I would like to explore the different types of monetary work, which I define as physical, brute force work, and thinking or pensive work. I believe that to be truly happy with our work and our lives we must walk a fine line between the world of brute force work and thinking work. I have come to this conclusion based on the personal experiences of my family.
On one end of this spectrum lies my Dad. He has been a truck driver for the past 28 years. He drives 13 hours a day, 1,000 miles a week; delivering one and a half tons of meat every day, pound by backbreaking pound.
This life of hard work has kept my family from experiencing many of the joys of family life that we might have otherwise indulged in. We never went on vacations, and when the weekend rolled around my dad would often be so tired that we couldn’t even play games together.
My sister lies on what I consider the opposite end of this spectrum of work; She is extremely bright, and seeks out work where she can solve problems by learning and applying her existing knowledge. She is currently doing contract corporate IT for a hotel. Her work consists of high-level problem solving, a lot of interaction with people to understand what they want, and what problems they’re having with their computers. Her work is not without problems; at age 23 she has developed carpal tunnel syndrome, and repetitive stress injuries from typing, and lacks the motor skills and strength that my Dad has developed.
Ever since I was a little kid I unknowingly searched for a medium between these two extremes of work.

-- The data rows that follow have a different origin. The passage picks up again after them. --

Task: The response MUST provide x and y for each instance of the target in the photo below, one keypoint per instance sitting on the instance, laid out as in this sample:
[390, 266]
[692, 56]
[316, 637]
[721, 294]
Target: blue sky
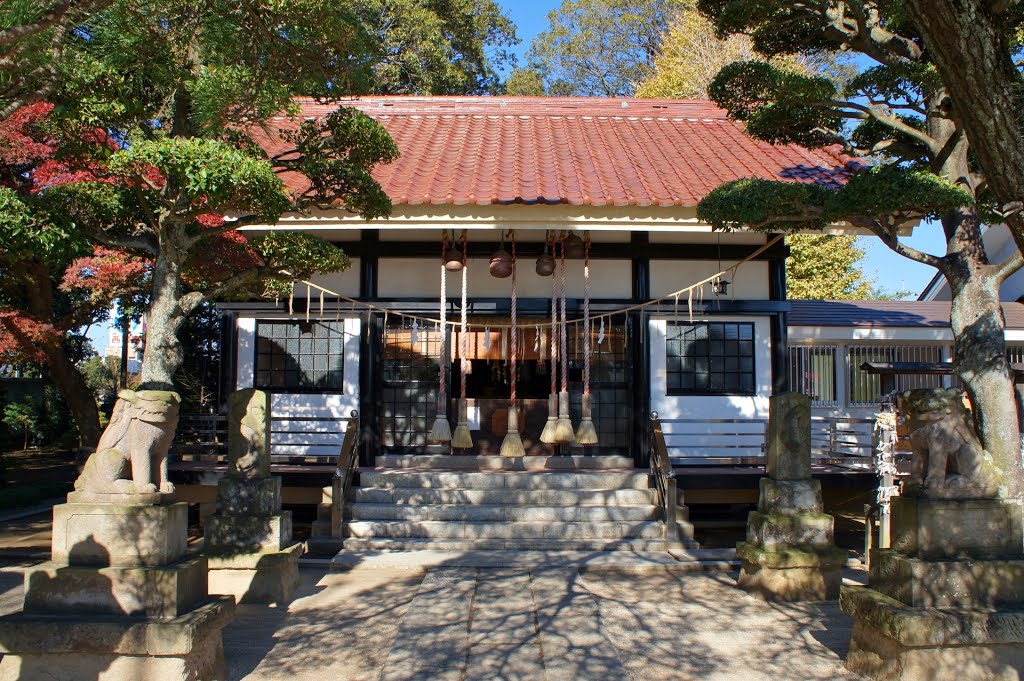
[890, 271]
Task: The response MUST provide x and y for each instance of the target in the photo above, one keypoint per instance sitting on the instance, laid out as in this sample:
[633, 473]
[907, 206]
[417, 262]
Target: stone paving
[468, 624]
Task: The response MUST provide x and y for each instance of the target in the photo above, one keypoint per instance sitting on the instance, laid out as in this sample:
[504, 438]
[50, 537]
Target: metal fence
[812, 372]
[865, 389]
[295, 439]
[201, 437]
[843, 439]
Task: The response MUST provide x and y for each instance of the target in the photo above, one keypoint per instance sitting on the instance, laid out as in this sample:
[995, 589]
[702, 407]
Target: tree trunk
[979, 342]
[968, 43]
[163, 354]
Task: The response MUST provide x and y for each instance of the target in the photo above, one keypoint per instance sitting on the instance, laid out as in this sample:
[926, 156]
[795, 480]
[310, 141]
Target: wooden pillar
[371, 352]
[779, 337]
[639, 353]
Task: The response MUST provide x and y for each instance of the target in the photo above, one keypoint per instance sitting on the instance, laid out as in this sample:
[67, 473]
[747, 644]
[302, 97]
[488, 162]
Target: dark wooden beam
[599, 250]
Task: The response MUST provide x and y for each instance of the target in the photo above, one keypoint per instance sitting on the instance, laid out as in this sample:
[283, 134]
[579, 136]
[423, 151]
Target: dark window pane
[715, 357]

I pursued technical theater, where I had to mix artistic elements of design, musicality, and esthetics with the physically demanding elements of building sets, hanging lights and running cables.
Most recently in my search for work that is both physically and mentally stimulating, I attended trade school to learn locksmithing. Out of everything that I have experienced, locksmithing, and the trades in general, come closest to median of brute force and thinking work. The first time I cut a mortise, or cavity into a door it took me three hours to slowly and carefully chip away at the edge of the door with a hammer and chisel, and unlike in the world of computers and technology, where correcting a mistake only requires the tap of a few keys, one split second lapse in concentration, one slip of the chisel, could destroy all of my previously perfect work and force me to start all over again.
Aristotle called this search for balance in one’s life the Golden Mean: the equilibrium between excess and deficiency. He called either extreme a vice. I would agree and say that doing either too much physical work, or intellectual work is a vice that will result an unhappy person.
As I was writing this essay I was asked why I was in college, a place strongly associated with intellectual work. I answer them simply, that to find the middle, we must know what lies on both ends. As I proceed through college, and out into the working world I hope to find work that allows me to live this happy medium between physical and mental work that I believe exists somewhere in the word.